Sound advice - blog

Tales from the homeworld

My current feeds

Sun, 2011-May-22

Scanning data with HTTP

As part of my series on and I'll talk in this article a little about doing telemetry with REST. There are a couple of approaches, and most SCADA protocols accidentally incorporate at least some elements of REST theory. I'll take a very web-focused approach and talk about how can be used directly for telemetry purposes.

HTTP is by no means designed for telemetry. Compared to Modbus, DNP, or a variety of other contenders it is bandwidth-hungry and bloated. However, as we move towards higher available bandwidth with Ethernet communications and wider networks that already incorporate HTTP for various other purposes it becomes something of a contender. It exists. It works. It has seen off every other contender that has come its way. So, why reinvent the wheel?

HTTP actually has some fairly specific benefits when it comes to SCADA and DCS. As I have already mentioned it works well with commodity network components due to its popularity on the Web and within more confined network environments.
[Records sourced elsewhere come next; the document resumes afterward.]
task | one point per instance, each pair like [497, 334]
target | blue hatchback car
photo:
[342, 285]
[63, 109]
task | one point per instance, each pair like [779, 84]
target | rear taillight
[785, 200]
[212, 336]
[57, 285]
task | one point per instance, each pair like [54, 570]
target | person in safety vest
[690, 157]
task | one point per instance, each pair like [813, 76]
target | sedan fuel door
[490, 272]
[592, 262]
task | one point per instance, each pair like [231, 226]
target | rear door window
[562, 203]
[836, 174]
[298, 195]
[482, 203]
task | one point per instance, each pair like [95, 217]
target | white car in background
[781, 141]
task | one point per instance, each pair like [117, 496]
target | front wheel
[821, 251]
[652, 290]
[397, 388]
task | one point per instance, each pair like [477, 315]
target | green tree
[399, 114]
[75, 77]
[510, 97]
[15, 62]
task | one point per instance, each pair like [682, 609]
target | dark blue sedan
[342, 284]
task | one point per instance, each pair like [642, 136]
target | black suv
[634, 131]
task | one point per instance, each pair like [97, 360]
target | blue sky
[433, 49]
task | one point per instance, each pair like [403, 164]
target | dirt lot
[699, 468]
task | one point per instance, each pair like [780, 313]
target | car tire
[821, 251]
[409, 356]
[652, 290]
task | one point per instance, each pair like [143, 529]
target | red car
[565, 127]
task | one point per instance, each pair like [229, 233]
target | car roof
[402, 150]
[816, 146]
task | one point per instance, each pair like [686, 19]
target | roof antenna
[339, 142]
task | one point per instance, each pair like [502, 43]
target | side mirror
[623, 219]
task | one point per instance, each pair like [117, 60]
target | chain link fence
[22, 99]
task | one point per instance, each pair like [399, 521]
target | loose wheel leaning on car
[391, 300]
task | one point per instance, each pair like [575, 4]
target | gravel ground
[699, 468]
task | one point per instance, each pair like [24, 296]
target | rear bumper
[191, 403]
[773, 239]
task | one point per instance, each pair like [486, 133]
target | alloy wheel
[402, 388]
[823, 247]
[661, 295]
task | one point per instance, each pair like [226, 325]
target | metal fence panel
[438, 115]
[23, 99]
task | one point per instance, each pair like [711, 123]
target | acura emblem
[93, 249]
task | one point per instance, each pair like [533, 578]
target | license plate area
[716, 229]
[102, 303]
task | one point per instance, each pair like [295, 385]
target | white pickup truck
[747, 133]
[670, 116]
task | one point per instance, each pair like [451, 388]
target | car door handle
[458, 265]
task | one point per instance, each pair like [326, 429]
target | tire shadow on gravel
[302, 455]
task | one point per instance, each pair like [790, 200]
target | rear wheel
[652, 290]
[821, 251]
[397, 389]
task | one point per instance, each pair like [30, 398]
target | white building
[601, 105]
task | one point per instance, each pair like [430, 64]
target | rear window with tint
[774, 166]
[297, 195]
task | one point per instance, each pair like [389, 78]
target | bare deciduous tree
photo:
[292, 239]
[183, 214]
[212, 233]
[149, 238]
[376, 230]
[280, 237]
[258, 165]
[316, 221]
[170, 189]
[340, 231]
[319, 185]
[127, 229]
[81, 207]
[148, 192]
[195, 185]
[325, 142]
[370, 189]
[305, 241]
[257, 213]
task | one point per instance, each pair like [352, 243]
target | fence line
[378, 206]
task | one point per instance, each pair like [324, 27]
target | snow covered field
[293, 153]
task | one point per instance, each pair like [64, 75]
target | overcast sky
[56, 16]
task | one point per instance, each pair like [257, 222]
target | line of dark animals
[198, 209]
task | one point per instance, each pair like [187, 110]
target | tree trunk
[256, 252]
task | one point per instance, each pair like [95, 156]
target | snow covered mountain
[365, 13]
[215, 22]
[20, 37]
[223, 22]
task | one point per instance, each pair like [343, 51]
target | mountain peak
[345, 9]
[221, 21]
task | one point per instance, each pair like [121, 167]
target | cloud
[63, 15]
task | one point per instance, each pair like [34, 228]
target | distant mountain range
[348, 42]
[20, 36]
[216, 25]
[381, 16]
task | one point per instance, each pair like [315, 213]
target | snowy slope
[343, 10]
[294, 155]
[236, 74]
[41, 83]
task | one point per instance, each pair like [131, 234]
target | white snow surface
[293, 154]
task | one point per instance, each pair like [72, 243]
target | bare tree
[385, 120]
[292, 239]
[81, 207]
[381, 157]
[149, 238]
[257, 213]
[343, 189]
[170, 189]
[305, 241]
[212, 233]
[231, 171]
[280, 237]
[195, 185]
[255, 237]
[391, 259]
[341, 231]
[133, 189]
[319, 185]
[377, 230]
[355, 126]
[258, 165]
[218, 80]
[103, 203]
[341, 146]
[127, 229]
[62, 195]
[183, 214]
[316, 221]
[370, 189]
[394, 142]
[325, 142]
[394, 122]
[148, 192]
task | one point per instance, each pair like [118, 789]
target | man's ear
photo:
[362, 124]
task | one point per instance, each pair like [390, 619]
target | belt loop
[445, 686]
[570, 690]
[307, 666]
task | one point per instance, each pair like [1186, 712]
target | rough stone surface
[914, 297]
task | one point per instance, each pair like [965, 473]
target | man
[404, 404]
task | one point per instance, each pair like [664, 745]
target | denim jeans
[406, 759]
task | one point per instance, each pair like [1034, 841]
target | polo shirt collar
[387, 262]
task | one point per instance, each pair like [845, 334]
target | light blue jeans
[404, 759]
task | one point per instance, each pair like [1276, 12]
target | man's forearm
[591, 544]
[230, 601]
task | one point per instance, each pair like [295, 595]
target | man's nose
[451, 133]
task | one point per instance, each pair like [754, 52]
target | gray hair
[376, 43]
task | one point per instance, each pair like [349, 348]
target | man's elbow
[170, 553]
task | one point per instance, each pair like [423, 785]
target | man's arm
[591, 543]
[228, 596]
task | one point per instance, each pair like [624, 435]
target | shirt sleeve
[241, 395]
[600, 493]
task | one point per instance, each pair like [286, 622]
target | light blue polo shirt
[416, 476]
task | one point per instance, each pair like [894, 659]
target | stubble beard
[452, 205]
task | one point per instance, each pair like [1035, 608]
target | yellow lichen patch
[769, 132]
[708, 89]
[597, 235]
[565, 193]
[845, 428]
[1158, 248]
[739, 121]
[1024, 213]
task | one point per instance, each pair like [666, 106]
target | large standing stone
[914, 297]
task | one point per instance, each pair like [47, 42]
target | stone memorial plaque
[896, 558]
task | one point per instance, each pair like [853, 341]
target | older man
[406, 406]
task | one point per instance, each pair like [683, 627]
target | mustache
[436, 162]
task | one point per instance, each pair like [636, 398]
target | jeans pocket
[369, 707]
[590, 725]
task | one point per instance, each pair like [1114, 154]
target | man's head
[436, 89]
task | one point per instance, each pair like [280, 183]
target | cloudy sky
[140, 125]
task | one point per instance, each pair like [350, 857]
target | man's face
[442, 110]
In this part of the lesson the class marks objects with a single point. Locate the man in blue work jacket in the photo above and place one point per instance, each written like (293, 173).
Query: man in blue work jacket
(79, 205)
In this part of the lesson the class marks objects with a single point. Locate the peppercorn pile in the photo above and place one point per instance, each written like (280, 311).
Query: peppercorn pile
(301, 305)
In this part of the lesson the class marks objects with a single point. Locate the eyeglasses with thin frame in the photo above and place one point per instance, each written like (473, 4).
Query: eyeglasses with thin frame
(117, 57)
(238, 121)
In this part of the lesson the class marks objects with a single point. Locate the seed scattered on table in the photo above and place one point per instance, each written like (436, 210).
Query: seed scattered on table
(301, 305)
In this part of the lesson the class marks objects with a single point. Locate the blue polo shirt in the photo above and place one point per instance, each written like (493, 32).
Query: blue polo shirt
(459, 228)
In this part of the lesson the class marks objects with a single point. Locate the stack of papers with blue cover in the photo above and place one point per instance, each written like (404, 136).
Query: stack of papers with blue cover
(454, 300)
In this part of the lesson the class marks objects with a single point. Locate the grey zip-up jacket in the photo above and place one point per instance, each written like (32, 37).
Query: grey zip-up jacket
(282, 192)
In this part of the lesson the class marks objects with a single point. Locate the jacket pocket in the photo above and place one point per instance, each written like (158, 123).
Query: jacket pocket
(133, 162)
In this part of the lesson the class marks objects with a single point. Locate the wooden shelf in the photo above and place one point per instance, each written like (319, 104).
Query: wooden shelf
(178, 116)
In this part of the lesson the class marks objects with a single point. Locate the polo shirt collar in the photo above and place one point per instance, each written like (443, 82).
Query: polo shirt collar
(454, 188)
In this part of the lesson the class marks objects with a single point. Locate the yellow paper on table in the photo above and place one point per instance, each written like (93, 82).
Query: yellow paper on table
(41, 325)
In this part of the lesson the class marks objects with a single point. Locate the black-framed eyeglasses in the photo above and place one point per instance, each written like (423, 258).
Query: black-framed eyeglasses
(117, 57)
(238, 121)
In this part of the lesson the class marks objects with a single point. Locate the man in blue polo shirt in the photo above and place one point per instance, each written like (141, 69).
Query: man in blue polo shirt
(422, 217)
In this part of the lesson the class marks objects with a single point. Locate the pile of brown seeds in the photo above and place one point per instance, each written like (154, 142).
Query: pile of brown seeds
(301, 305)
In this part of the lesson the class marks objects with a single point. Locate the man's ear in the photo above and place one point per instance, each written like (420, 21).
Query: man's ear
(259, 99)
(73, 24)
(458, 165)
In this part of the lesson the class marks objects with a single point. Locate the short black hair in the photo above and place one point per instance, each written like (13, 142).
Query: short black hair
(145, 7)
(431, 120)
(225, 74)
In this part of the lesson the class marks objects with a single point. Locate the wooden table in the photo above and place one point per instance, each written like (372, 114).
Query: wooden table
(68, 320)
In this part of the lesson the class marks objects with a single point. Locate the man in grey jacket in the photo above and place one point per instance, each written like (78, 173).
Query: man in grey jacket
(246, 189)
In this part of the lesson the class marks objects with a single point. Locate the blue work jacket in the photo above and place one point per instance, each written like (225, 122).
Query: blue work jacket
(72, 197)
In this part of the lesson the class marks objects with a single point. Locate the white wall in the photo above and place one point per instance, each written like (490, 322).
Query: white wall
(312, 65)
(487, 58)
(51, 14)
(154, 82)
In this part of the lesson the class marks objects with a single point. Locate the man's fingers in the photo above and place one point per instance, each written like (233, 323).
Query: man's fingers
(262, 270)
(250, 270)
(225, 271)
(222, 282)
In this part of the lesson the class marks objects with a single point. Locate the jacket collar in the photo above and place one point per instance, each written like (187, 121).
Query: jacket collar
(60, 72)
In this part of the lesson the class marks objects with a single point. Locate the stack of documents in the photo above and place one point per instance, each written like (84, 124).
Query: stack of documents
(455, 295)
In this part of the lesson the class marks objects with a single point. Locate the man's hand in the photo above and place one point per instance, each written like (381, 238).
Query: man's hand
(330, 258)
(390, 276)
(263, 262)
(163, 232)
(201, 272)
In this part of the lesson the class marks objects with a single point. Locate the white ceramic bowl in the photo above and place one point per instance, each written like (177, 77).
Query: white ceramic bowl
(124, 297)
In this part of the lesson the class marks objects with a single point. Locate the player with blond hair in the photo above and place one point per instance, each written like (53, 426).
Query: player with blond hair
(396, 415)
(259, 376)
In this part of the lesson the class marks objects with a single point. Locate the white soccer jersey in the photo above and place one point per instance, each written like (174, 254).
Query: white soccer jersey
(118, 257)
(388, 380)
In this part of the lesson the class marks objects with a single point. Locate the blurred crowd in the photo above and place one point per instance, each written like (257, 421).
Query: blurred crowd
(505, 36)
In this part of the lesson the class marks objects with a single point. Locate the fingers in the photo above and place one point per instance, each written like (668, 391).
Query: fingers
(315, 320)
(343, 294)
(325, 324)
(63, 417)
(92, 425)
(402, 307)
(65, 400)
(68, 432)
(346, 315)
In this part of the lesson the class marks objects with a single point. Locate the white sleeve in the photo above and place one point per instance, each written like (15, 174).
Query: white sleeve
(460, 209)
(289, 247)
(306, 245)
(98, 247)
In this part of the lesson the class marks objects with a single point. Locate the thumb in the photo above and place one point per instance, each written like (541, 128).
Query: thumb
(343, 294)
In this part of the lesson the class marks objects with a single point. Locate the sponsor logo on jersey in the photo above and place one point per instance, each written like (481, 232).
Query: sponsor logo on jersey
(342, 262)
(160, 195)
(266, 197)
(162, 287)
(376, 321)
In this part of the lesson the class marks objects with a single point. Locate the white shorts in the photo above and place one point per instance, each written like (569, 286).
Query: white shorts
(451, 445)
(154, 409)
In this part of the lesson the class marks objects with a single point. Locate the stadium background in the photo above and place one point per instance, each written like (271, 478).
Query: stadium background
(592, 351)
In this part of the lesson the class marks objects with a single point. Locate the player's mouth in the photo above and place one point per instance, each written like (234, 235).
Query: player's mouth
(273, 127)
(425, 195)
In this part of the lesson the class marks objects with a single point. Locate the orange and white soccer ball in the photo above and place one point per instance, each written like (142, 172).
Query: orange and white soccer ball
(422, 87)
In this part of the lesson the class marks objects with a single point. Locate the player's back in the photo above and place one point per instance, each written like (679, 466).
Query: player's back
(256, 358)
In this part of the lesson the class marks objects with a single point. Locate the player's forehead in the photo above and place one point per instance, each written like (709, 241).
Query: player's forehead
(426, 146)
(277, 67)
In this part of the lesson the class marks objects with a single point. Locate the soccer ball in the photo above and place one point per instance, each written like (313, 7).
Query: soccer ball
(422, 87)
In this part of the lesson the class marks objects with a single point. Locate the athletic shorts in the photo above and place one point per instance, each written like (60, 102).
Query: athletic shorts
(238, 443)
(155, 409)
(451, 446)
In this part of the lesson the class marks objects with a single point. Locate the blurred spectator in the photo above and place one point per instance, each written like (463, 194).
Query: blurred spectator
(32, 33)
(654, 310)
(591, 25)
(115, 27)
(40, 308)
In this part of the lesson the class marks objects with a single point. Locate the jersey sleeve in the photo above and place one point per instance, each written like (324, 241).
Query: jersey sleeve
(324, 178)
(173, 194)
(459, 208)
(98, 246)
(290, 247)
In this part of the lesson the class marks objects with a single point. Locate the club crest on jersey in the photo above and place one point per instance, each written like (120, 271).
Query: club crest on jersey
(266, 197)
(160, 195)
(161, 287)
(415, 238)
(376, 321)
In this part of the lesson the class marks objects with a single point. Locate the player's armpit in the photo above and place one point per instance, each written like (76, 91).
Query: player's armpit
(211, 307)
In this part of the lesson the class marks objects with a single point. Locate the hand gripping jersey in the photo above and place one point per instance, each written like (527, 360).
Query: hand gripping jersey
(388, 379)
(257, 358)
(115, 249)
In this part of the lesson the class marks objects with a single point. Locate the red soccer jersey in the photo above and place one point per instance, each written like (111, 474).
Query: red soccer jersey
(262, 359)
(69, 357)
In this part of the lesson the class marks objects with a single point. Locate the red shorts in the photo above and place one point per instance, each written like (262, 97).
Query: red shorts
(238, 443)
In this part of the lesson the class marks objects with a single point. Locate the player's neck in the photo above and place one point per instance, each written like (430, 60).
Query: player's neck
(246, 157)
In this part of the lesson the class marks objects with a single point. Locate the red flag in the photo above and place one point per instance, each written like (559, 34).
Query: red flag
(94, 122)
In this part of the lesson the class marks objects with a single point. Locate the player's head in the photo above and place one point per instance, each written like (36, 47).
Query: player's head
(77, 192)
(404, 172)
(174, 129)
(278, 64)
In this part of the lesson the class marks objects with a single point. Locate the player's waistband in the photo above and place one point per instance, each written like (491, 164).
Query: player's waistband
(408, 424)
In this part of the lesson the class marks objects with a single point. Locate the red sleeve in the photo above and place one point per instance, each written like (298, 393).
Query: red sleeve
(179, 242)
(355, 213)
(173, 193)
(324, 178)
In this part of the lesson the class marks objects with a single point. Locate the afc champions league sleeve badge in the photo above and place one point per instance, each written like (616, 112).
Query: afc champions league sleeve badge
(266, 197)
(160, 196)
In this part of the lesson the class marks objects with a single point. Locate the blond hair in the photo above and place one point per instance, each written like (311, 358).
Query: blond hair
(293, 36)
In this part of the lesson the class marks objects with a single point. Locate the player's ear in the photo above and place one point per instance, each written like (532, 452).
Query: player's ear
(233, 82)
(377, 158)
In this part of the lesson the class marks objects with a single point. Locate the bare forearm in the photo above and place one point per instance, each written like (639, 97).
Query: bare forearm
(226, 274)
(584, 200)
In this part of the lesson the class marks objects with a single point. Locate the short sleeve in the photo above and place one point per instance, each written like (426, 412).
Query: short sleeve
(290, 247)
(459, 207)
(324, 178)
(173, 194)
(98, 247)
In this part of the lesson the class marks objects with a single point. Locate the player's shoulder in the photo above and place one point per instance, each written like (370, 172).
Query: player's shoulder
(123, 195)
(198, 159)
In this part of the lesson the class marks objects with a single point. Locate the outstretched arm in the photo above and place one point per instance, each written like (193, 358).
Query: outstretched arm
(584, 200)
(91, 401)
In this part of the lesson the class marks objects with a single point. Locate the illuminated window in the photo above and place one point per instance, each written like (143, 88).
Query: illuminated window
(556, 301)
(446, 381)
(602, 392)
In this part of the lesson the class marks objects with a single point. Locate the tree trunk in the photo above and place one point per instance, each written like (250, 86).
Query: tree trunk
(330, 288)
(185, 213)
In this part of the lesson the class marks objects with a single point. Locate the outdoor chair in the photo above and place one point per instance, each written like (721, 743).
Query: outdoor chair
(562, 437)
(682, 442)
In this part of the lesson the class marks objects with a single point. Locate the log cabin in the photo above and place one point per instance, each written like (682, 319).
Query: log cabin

In addition to that it brings with it benefits that made it the world's favourite protocol:

So how do we bridge this gap between grabbing web pages from a server to grabbing analogue and digital values from a field device? Well, I'll walk down the naive path first.

Naive HTTP-based telemetry

The simplest way to use HTTP for telemetry is to:

So for example, if I want to scan the state of circuit breaker from a field device I might issue the following HTTP request:

GET https://rtu20.prc/CB15 HTTP/1.1
Expect: text/plain

The response could be:

HTTP/1.1 200 OK
Content-Type: text/plain

CLOSED

... which in this case we would take to mean circuit breaker 15 closed. Now this is a solution that has required us to do a fair bit of configuration and modelling within the device itself, but that is often reasonable. An interaction that moves some of that configuration back into the master might be:

GET https://rtu20.prc/0x13,2 HTTP/1.1
Expect: application/xsd-int

The response could be:

HTTP/1.1 200 OK
Content-Type: application/xsd-int

2

This could mean, "read 2 bits from protocol address 13 hex" with a response of "bit 0 is low and bit 1 is high" resulting in the same closed status for the breaker.

HTTP is not fussy about the exact format of URLs. Whatever appears in the path component is up to the server, and ends up acting as a kind of message from the server to itself to decide what the client actually wants to do. More context or less context could be included in order to ensure that the response message is what was expected. Different devices all using HTTP could have different URL structures and so long as the master knew which URL to look up for a given piece of data would continue to interoperate correctly with the master.

Scanning a whole device

So scanning individual inputs is fine if you don't have too many. When you use pipelined HTTP requests this can be a surprisingly effective way of performing queries to an ad hoc input set. However, in SCADA we usually do know ahead of time what we want the master to scan. Therefore it makes sense to return multiple objects in one go.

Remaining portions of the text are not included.